The railway is widely recognized as an environmentally friendly transportation system worldwide. Consequently, the utilization of railway transportation systems in various countries is experiencing significant growth. However, ensuring the sustainability of railway systems necessitates addressing key challenges such as monitoring, maintenance, retrofitting, and rehabilitation of railway tracks. These aspects are vital to maintaining a safe and reliable railway operation. Unfortunately, unforeseen defects or damages, coupled with insufficient information about the geometry and structural conditions of the tracks, can compromise train safety. Consequently, train derailments and other unfortunate incidents can occur, resulting in substantial damage to tracks, trains, and potential injuries or fatalities to passengers. Given this context, the monitoring and assessment of railway track conditions, including structure and geometry, are of utmost importance.
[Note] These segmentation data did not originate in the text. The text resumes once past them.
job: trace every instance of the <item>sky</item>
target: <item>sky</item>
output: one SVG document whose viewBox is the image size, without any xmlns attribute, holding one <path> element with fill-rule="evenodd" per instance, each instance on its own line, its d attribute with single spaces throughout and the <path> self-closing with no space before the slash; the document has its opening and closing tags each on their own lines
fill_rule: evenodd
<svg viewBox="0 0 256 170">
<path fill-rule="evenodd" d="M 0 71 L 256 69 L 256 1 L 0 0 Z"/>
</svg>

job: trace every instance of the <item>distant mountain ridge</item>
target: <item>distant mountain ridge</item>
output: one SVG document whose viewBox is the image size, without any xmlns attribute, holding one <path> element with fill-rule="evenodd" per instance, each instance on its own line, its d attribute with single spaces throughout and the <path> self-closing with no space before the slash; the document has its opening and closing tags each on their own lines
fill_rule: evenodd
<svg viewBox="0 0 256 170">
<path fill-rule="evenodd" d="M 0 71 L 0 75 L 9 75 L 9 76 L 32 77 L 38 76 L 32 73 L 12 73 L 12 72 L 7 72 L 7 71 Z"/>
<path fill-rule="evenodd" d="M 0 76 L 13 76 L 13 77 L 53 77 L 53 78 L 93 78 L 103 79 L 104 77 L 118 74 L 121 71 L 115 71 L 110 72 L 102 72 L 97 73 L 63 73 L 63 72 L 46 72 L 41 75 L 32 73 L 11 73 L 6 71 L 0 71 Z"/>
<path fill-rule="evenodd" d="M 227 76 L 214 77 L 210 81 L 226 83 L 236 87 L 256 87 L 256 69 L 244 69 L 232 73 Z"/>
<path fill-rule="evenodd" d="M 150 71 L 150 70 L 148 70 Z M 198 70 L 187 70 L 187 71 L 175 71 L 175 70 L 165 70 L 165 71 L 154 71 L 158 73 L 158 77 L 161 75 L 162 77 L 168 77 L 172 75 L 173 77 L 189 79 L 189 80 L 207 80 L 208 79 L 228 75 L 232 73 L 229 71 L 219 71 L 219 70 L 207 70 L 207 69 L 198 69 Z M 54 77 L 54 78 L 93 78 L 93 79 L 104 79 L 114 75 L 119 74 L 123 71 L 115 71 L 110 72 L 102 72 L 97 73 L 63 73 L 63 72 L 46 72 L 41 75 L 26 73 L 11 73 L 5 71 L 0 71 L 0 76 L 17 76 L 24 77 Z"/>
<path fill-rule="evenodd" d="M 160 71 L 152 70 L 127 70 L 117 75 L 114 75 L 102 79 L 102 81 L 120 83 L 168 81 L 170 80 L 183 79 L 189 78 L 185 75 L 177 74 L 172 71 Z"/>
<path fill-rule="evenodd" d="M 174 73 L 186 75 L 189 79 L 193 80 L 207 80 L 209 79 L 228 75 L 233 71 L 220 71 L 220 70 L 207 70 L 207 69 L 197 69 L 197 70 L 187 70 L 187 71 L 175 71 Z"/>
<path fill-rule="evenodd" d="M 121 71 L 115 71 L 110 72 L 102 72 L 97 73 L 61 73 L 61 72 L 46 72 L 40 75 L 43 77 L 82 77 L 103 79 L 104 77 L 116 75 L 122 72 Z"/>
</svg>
To address these challenges, researchers have been actively involved in enhancing approaches to monitoring railway track conditions and predicting optimal maintenance timing. In recent years, the application of Artificial Intelligence (AI) has gained traction in solving critical engineering problems worldwide. It has been noted that AI can contribute to the development of effective tools and solutions to tackle diverse issues. Consequently, several AI-based approaches and methods have been developed to monitor and evaluate the health condition of railway tracks. However, a review of prior studies reveals that not all aspects and capabilities of AI have been fully explored in this domain. Therefore, further attention should be given to the application of AI in the monitoring, maintenance, and rehabilitation of railway tracks.
The objective of this special issue is to focus on studies that explore and showcase the application of AI in addressing the monitoring, maintenance, and rehabilitation of railway tracks. By delving deeper into this topic, we aim to contribute to the advancement of knowledge and the development of innovative solutions in the field. We welcome research that examines various AI-based approaches, highlighting their potential effectiveness and practicality in addressing the challenges faced in rail track management.
This Research Topic covers different specific themes. The manuscripts published in this special issue should include but are not exclusive to the research areas described below:
- Application of artificial intelligence on different aspects of railway transportation system
- Application of artificial intelligence on maintenance of railway track
- Application of artificial intelligence on rehabilitation of railway track
- Application of artificial intelligence on monitoring of railway track
Keywords:
Artificial Intelligence, Railway transportation system, Maintenance, Rehabilitation, Monitoring, Railway track
Important Note:
All contributions to this Research Topic must be within the scope of the section and journal to which they are submitted, as defined in their mission statements. Frontiers reserves the right to guide an out-of-scope manuscript to a more suitable section or journal at any stage of peer review.